The project will have a total value of $40 billion, according to a statement yesterday by United Arab Emirates-based Arabtec Holding Co., which will build the homes with Egypt’s armed forces over five years. It will focus on Egyptians with “limited income,” according to statements posted yesterday on the official Facebook page of military spokesman Ahmed Mohamed Ali.
Al-Seesi has said that he can’t ignore popular calls for him to run for president, though he hasn’t officially announced his candidacy. The U.A.E., Saudi Arabia and Kuwait have pledged billions of dollars in aid for Egypt since the ouster of President Mohamed Mursi in July.
“The chances are that if he stands, he is going to win anyway,” Ghanem Nuseibeh, founder of Cornerstone Global Associates, which advises clients on risk in the Middle East, said of al-Seesi. “The key message is that both the providers of the aid and the military are seeking to sort out the long-term challenges, to address the root-causes of dissent in Egypt, and much of that is economic.”
Hasan Abdullah Ismaik, Arabtec’s chief executive officer, said the plan reflects the U.A.E’s desire to support Egypt’s leadership, the military statement cited him as saying. The housing project will be the largest in the Arab world and will provide jobs for more than one million Egyptians, Ismaik said. Taher Abdullah, head of the armed forces engineering authority, said details of the project are still being studied.

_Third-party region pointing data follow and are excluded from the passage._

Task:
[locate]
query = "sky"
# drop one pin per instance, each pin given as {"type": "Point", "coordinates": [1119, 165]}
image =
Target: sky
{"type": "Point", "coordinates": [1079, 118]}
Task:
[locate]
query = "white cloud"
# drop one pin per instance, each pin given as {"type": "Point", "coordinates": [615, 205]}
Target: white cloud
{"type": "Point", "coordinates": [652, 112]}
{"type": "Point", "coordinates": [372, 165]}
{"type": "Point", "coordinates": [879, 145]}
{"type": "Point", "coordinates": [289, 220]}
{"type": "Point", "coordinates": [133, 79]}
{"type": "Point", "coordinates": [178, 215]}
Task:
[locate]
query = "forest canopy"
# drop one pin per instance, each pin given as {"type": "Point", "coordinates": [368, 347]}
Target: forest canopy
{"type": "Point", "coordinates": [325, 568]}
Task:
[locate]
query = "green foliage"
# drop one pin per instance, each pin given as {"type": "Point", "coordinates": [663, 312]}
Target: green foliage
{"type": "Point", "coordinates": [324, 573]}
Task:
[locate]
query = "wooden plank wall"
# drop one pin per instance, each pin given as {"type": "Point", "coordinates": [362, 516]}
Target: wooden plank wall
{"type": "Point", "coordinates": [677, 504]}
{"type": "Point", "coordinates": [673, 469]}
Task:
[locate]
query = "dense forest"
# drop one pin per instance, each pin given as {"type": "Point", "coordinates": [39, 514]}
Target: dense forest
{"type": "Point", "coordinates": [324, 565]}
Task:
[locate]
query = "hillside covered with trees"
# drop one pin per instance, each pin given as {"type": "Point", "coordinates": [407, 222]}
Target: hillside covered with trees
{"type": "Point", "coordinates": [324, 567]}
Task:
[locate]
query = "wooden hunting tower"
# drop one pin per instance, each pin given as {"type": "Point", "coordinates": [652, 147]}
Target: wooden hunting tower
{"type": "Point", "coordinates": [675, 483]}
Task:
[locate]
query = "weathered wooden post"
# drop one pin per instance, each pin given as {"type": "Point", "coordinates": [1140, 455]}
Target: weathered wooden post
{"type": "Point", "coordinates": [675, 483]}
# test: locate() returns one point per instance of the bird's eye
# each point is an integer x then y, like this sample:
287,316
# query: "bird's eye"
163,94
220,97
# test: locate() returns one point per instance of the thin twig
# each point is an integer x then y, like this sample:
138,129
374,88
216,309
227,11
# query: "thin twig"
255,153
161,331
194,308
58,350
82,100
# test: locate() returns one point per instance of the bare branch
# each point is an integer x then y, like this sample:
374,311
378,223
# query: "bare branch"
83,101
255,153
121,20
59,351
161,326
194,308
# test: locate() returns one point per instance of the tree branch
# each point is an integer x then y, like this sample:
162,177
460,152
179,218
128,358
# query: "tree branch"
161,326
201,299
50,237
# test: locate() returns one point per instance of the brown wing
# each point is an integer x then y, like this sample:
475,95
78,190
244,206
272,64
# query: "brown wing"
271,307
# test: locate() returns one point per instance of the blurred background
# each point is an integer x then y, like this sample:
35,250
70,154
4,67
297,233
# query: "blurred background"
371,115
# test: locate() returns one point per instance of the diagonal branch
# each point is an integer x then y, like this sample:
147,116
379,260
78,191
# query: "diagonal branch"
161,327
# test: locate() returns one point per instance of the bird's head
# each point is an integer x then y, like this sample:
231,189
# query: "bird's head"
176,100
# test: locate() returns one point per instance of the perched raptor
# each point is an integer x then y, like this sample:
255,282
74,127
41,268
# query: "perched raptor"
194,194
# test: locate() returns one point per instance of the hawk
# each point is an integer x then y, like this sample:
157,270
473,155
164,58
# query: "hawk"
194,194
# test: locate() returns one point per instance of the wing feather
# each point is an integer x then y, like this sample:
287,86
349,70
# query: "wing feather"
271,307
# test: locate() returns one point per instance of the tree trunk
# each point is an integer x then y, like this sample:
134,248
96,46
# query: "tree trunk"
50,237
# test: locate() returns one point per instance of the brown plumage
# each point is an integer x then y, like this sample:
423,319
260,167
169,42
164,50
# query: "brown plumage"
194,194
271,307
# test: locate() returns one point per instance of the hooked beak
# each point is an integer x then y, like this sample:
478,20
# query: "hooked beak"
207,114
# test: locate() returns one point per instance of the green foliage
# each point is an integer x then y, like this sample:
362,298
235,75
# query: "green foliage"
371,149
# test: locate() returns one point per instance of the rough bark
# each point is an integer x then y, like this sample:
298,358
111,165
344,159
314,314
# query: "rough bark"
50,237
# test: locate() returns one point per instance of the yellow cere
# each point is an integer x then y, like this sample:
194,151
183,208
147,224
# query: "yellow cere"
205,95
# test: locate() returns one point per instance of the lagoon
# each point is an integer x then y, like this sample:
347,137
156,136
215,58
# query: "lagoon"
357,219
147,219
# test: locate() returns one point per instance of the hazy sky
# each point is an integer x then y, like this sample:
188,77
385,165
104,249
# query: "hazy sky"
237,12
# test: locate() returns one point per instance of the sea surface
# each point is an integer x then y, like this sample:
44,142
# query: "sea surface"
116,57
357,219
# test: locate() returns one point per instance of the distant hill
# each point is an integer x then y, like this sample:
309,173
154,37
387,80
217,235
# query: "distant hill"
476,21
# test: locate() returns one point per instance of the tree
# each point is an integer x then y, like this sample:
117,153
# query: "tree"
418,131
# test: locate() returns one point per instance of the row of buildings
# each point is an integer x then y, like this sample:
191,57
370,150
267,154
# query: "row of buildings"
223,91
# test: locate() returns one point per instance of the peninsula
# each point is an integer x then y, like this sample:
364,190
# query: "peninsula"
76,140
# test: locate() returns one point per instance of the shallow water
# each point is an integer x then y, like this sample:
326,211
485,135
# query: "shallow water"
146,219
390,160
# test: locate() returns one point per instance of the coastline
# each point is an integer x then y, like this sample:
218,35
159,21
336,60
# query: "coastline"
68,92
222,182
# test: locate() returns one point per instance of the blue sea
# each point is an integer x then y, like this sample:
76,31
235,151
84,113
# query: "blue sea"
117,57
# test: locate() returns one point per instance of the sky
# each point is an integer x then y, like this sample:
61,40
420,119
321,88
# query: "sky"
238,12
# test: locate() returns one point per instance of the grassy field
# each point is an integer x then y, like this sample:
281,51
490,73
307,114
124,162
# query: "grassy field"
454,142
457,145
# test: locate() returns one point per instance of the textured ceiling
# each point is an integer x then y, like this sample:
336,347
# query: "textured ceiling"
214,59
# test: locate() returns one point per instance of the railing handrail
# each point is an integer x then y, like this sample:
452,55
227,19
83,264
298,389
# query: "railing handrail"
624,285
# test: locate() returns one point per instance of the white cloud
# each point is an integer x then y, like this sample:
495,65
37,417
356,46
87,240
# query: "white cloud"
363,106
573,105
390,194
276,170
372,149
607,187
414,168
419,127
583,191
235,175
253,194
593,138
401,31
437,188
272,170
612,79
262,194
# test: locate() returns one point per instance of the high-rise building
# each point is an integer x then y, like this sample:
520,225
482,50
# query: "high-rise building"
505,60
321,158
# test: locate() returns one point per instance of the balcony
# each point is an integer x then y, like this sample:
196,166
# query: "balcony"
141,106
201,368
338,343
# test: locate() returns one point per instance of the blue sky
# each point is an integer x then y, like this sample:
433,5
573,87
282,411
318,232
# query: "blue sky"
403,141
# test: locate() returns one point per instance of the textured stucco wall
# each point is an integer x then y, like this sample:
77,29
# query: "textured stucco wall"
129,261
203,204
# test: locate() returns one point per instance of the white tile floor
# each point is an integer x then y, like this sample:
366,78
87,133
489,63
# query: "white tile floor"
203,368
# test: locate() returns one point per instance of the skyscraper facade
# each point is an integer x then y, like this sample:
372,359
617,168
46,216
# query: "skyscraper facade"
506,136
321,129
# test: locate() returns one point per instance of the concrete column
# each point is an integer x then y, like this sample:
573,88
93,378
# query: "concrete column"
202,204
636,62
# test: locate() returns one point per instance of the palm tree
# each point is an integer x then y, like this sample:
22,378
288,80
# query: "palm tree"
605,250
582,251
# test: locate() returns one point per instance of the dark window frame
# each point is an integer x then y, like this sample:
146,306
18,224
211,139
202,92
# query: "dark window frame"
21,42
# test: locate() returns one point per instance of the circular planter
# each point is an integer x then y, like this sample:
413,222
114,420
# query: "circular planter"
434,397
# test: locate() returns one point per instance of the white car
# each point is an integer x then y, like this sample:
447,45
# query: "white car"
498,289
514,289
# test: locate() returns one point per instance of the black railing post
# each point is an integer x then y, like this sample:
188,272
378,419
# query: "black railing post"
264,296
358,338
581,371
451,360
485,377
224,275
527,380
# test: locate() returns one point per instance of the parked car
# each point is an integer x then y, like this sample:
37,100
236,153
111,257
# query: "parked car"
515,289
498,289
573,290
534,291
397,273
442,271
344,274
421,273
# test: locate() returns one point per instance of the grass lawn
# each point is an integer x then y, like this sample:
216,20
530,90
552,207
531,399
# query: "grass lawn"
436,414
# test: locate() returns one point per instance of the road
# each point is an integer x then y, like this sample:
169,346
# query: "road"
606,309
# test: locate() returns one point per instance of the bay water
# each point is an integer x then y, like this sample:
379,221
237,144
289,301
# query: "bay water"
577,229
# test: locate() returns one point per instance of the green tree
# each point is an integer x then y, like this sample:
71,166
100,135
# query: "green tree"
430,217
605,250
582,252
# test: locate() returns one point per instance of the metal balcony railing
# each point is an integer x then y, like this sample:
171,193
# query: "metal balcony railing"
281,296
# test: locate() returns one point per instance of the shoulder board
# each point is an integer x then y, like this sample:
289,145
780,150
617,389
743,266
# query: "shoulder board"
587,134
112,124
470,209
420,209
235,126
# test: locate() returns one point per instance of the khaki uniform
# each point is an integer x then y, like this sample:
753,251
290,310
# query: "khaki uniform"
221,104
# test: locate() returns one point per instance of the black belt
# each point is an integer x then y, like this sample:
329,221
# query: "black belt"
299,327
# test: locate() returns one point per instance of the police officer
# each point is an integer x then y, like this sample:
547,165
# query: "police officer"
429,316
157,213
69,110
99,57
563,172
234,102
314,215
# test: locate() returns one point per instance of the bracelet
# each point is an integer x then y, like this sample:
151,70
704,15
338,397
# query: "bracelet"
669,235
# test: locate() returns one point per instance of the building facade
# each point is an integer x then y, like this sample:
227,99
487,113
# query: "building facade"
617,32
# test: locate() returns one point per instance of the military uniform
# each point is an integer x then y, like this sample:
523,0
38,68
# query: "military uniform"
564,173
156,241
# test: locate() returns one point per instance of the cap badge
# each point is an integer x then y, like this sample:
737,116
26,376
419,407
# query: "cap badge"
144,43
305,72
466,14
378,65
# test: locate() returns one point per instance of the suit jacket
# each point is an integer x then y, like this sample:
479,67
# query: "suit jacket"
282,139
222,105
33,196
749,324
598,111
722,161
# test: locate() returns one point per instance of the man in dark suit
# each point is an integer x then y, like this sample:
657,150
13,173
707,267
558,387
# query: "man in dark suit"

Ismaik told reporters in televised comments that al-Seesi has “insisted” on offering the land for the project for free.
Arabtec shares climbed 1.7 percent, the most since Feb. 25, to 4.8 dirhams at the close in Dubai.
“The army is possibly playing the role of the guarantor of the deployment of aid money,” said Wael Ziada, head of research at Cairo-based investment bank EFG-Hermes Holding SAE. “Arabtec is a candidate to win more projects if they have the ability to execute, given their close ties with Abu Dhabi,”
In Egypt, complaints about high prices and unemployment, coupled with political grievances, fueled anger at Mursi and predecessor Hosni Mubarak who was toppled in a 2011 revolt. The challenges will remain for whoever lands the top job next.
Al-Seesi is hailed by supporters as the only man who can restore security and stability after years of turmoil. His opponents say a presidential bid would confirm that his leadership in Mursi’s ouster was a “coup” and accuse him of spearheading a bloody campaign against the Islamist leader’s supporters since.
Egypt’s economy is likely to grow less than the government’s target of at least 3 percent because of political turmoil, Ashraf el-Arabi, minister of planning and international cooperation, said yesterday. Speaking in an interview in Cairo, el-Arabi said that he hopes that gross domestic product growth will exceed 2 percent in the fiscal year that ends in June.
The average estimate of 16 economists on Bloomberg is for 2.8 percent growth in 2014. Finance Minister Hany Kadry said this month that the economy grew 1.4 percent in the second quarter of the fiscal year.